Llegamos, pues, al siglo XVI, época en la que Europa enviaba barcos a descubrir tierras allende los mares. Una de esas expediciones estuvo dirigida por el adelantado don Pedro de Mendoza, quien navegó hacia el sur, siguiendo la ruta de quien descubriera el Río de la Plata, don Juan Díaz de Solís. Con él venían algunos sacerdotes mercedarios del convento de Sevilla, uno de los cuales tenía particular llegada al enviado del Rey Carlos I de España (nieto de los Reyes Católicos). Probablemente, fray Justo de Zalazar fuera confesor del marino, y tal vez haya influido en la decisión de que si la larga travesía llegaba a destino, se homenajeara a la virgen patrona de los navegantes.
Arribado a nuestras costas a principios de 1536 (con 14 navíos, 1500 hombres y unas pocas mujeres, según el historiador Felipe Pigna), fundó en la zona del actual Parque Lezama (al menos allí ubican los estudiosos el lugar, a pesar de la poca documentación existente) el primer asentamiento, un fuerte bastante pobre, y el puerto al que bautizó “Santa María de los Buenos Ayres”.
Don Pedro de Mendoza falleció un año después de regreso a España a causa de la sífilis, y su obra en nuestras tierras no fue acompañada por la buena fortuna, pues el hambre y el constante asedio de los habitantes naturales de la zona terminaron por extinguir la empresa hacia 1541.

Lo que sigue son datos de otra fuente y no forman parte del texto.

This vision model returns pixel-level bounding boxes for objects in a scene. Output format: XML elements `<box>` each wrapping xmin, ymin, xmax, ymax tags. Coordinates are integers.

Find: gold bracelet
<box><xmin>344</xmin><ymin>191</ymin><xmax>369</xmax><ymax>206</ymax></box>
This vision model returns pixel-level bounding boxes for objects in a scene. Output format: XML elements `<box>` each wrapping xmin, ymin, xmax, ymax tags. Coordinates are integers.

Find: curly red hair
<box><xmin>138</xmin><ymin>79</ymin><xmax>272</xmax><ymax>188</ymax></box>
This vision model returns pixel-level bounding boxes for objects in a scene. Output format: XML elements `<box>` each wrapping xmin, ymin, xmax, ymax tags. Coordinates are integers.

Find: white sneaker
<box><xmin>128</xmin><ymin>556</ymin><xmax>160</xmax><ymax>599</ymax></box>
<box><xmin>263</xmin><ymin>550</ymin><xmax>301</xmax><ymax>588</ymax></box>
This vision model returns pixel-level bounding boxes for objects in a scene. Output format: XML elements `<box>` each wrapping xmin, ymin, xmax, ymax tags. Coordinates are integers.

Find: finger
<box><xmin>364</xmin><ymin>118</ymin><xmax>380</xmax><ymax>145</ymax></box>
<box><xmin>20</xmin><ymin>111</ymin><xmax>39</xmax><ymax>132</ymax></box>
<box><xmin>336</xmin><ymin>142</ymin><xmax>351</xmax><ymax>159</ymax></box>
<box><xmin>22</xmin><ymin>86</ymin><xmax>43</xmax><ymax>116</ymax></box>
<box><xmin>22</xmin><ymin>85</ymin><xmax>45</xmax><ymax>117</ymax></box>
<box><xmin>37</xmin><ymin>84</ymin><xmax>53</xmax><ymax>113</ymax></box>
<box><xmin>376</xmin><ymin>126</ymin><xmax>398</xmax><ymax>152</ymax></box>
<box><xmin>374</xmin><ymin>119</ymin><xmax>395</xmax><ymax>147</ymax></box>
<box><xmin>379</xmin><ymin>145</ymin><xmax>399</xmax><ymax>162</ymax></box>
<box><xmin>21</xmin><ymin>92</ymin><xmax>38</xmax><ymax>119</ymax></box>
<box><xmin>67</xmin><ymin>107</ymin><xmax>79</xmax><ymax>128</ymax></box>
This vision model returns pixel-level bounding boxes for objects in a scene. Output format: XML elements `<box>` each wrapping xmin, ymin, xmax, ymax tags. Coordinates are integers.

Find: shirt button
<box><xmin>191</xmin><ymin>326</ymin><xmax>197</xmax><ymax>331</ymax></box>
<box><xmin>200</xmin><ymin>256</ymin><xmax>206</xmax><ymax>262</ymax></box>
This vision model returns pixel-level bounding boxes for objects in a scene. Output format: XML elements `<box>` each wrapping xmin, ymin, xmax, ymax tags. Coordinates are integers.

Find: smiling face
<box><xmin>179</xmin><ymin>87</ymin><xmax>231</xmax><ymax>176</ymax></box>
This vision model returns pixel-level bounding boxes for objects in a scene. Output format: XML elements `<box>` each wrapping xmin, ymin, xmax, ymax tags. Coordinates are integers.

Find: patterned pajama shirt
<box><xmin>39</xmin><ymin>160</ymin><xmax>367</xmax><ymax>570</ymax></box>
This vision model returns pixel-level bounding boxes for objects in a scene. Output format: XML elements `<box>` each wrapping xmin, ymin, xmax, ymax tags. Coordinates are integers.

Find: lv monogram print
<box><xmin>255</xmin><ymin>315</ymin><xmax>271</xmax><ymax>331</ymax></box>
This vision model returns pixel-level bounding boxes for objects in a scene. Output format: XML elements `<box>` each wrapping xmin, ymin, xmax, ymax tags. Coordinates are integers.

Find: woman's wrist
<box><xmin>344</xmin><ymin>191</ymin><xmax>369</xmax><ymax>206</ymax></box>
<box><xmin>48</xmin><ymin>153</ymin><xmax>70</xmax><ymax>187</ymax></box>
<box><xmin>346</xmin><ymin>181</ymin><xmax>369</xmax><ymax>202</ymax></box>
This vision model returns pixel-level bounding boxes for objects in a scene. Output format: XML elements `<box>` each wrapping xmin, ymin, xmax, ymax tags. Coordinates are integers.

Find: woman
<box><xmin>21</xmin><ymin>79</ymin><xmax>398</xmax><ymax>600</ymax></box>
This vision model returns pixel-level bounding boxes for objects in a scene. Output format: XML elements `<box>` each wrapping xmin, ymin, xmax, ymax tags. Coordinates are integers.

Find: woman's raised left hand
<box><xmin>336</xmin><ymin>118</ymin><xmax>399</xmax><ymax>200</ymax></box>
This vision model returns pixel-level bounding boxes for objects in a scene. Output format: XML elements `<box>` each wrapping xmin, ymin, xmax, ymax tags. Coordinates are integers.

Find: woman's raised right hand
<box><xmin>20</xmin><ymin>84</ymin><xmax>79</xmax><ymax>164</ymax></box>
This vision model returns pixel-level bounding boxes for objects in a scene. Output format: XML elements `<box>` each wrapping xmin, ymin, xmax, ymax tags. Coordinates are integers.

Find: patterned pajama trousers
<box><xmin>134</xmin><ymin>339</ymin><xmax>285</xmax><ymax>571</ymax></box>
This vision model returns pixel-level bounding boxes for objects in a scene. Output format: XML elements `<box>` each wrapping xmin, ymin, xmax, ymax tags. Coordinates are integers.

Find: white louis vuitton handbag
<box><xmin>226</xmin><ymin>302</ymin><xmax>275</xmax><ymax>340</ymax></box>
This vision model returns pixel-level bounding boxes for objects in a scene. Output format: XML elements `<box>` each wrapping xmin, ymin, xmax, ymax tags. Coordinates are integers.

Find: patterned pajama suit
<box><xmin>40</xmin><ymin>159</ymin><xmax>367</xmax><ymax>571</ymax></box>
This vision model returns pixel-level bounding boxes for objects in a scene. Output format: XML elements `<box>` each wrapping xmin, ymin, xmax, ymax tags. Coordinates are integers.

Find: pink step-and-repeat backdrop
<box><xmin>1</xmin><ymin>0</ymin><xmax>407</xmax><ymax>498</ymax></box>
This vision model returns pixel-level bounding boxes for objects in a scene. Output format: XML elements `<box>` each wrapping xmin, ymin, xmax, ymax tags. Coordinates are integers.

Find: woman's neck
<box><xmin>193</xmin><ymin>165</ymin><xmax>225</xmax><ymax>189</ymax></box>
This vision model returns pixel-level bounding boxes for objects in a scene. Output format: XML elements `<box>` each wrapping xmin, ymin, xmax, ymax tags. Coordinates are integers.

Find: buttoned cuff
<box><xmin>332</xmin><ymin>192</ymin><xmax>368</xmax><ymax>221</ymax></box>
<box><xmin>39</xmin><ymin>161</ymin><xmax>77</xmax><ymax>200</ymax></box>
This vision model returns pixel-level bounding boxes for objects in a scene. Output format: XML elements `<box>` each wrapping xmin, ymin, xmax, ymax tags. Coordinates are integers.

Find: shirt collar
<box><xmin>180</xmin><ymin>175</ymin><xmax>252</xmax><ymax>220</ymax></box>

Décadas más tarde, en 1580, llegaría a estas costas don Juan de Garay, quien fundara un nuevo asentamiento, esta vez dos kilómetros más al norte que donde lo había hecho Mendoza (actual Plaza de Mayo), y al que bautizara Ciudad de la Santísima Trinidad. Garay respetó para su puerto el nombre elegido por su predecesor, “Santa María de los Buenos Aires”.
Con el paso del tiempo, la ciudad fue modificando su denominación, aunque siempre fue una sola con el nombre del puerto (“la muy noble y muy leal Ciudad de la Trinidad, puerto de Santa María de los Buenos Aires, por ejemplo). Y poco a poco, la estratégica importancia que iría adquiriendo el puerto en la economía, llevaría a que fuese más renombrado que el caserío que lo circundaba, e informalmente ocupando su lugar.
De esta forma, casi de manera natural, como aquella caja que llegó a las costas de Cagliari, el nombre de Buenos Aires fue imperceptiblemente ganando su lugar, e imponiéndose con fuerza hasta convertirse oficialmente en el nombre de la ciudad, que luego tendría otras batallas, políticas, hasta llegar a ser la capital de la República Argentina (ley 1029, 20 de septiembre de 1880).